On the first pages of the book, we can realize that Gulliver is in a very good social level in his community. He describes his personal life, and informs us that he has always prepared himself to be a great navigator and studied to be a surgeon. He is heterosexual, has a wife and a good profession and although he had some momentary money problems, he is very well fitted in society. We can note that his peers value him in the community he is embedded due to all the things he has achieved, which are very important in the English culture.

Although Gulliver has such life in his social milieu, he sets sail and lands in Lilliput, a nation in which people are about six inches high. The size of the inhabitants of this place makes Gulliver a giant among them. As a metaphor, his height can be seen as the importance that he has to that people. They do their best in order to feed and give comfort to the Great Man Mountain, as he is known in that community. This value is given due Gulliver’s size that allows him to do significant things there. One of the biggest prowesses Gulliver does in that part of the world is the avoidance of a war, as he takes all the ships of enemies from the shore and gives to the majesties of Lilliput. After this act, he receives a high title of honor among that nation, becoming even more renewed. As we can see, during his stay in Lilliput, Gulliver has a high attribution of value because of his importance to the nation. On the other hand, by the time he unconsciously breaks the rules he is not accepted anymore by the villagers. The acceptance of Gulliver in that reign lasts as long as he does not break their rules and traditions.
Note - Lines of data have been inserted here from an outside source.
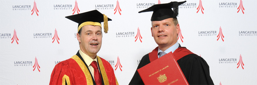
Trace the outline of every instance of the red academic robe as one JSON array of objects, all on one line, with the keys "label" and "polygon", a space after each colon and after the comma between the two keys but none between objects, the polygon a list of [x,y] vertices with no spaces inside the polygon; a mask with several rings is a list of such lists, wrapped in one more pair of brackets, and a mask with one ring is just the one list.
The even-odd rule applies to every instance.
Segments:
[{"label": "red academic robe", "polygon": [[[97,56],[103,85],[119,85],[112,67]],[[51,75],[49,85],[95,85],[91,73],[78,52],[70,58],[56,64]]]}]

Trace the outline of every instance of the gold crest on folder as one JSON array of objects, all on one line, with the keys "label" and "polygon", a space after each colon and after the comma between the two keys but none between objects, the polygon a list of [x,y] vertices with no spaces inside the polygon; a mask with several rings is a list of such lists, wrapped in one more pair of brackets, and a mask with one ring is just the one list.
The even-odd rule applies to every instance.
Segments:
[{"label": "gold crest on folder", "polygon": [[162,83],[167,80],[167,77],[165,75],[165,74],[162,75],[162,74],[161,74],[159,75],[160,76],[157,77],[157,79],[158,79],[158,80],[159,80],[159,82],[160,82],[160,83]]}]

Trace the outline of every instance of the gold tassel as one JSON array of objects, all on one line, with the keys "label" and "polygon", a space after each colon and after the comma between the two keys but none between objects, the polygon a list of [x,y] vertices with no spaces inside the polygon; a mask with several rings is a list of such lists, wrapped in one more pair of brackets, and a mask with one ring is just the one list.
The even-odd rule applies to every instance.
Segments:
[{"label": "gold tassel", "polygon": [[108,33],[108,18],[107,16],[103,14],[103,27],[104,33]]}]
He leaves Lilliput and faces a total change by the time he reaches his second destination, opposite of the first one. Now he is surrounded by giants, and again as a metaphor, we can see that all the power and importance that he had before now fades away. Moreover, all the things that he is as a man are not valued by the people from Brobdingnag. There he is found by a farmer and taken to his house, this native uses him as an attraction to entertain people and get money for him and his family. After some hard work as an “entertainer”, he is sold because the giant thought that his life was coming to an end and that he could not give profits to him anymore. Gulliver is considered in that reign a puppet, a nice little human who has the ability to amuse the giants in many different ways, as we can see in the following extract:

I was everyday furnishing the court with some ridiculous story; and Glumdalclitch, although she loved me with excess, yet was arch enough to inform the Queen whenever I committed any folly that she thought would be diverting to her Majesty. (148)

On the same fashion, Gulliver is used in other ways through the period that he is in the Giants reign. Concerning these episodes, we can cite the visits that he has to make to the maids of honor’s rooms, where he is sexually used by them:

The handsomest among these maids of honor, a pleasant frolicsome girl of sixteen, would sometimes set me astride upon one of her nipples, with many other tricks, wherein the reader will excuse me for not being over particular. (141)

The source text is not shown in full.